時効という言葉は日常でも使われています。

たとえば、「その話はもう時効だよ」というように。ここでは、時が流れたことに重点が置かれています。

民法で使われている時効という言葉も時の流れを重視していますが、法律効果に関わらせている点で違いがあります。

つまり、ある状態で時が経過することによって一定の法律上の効果が与えられるというのが民法で使われる時効の内容です。

たとえば、Aが昔Bに金銭を貸したとしましょう。Aが「返せ」とも言わずに放っておきました。

やがて返済期日が過ぎ、返済期日から10年が経過しました。

この時になってAが請求したときに、Bが「それはもう時効だ」と言えば、Aは金銭を返してもらうことができなくなります。

この場合は、時の流れに権利の消滅という効果が与えられているので消滅時効と呼ばれます。

「返せ」とも言わずに放っておいた(いわば権利の上に眠っていた)Aに落ち度があるとして、債権が消滅しても構わないと考えられるのです。

これと反対に、時の経過に権利の取得という効果を認めている時効もあります。

これを取得時効といいます。たとえば、AがBの土地を自分の土地と勘違いして、その土地で20年間暮らしていたとしましょう。Aはその土地を

時効によって取得することができるのです。

Aが長い間自分の土地のように暮らしていると、他の人もその土地をAのものと思うので、後になって本当はBの土地だということになると従来の

法律関係が崩れて困ることになります。そこで、外見通りその土地をAのものとしてしまうのです。

消滅時効

消滅時効で重要なのは、債権(特定の人に対して特定の行為を要求できる権利、たとえば、「金銭を払え」という金銭債権)の消滅時効です。

消滅時効は、「権利を行使することができる時」(時効の起算点)から進行します。

たとえば、AがBに4月1日に返すという約束で金銭を貸したとしましょう。4月1日になれば、AはBに対して「金銭を返せ」と言えます。
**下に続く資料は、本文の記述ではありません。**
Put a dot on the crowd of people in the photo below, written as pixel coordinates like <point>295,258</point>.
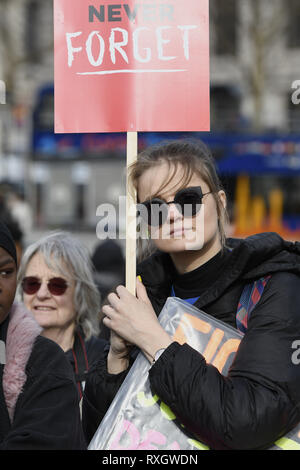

つまり、4月1日が権利を行使できる時です。Aが債権を行使しなければ、それから10年で時効により消滅することになります。

これは、確定期限付きの債権の例でしたが、不確定期限付きの債権の消滅時効の起算点は、期限到来の時です。期限の定めのない債権は、債権成立の

時から権利行使できますから、起算点は債権成立の時です。ただし、金銭の貸借のような消費貸借の場合は債権成立から相当の期間が経過した時と

考えられています。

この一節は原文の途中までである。